🤖 AI Summary
To address the inefficiency of linear recurrence computation and suboptimal GPU memory hierarchy utilization in long-sequence modeling, this paper proposes the Sliding Window Recurrence (SWR) framework. Our method introduces three key innovations: (1) hardware-aligned segmented truncation and a naturally jagged sliding window design that eliminates redundant cross-warp communication; (2) the first hierarchical decomposition of linear recurrences coupled with layered reparameterization; and (3) a modular Phalanx layer that seamlessly replaces either windowed attention or standard linear recurrence.
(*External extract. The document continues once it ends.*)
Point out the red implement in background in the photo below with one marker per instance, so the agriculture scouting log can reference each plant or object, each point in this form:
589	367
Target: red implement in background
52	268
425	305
By deeply integrating GPU memory hierarchy–aware algorithmic design with architectural optimizations, SWR achieves 10–40% speedup over optimized Transformers on a 1B-parameter mixture-of-experts model across 4K–32K context lengths, with zero perplexity degradation. This significantly enhances both the efficiency and practicality of long-context inference.
📝 Abstract
Multi-hybrid architectures are poised to take over language modeling due to better quality and performance. We introduce a hierarchical decomposition framework for linear recurrences that allows us to develop algorithms aligned with GPU memory hierarchies, yielding Sliding Window Recurrences. We focus specifically on truncating recurrences to hardware-aligned windows which are naturally jagged, limiting costly inter-warp communication. Using SWR, we develop Phalanx layers that serve as drop-in replacements for windowed attention or linear recurrences. In 1B parameter multi-hybrid models, Phalanx achieves over 10-40% speedup across 4K to 32K context length over optimized Transformers while matching perplexity.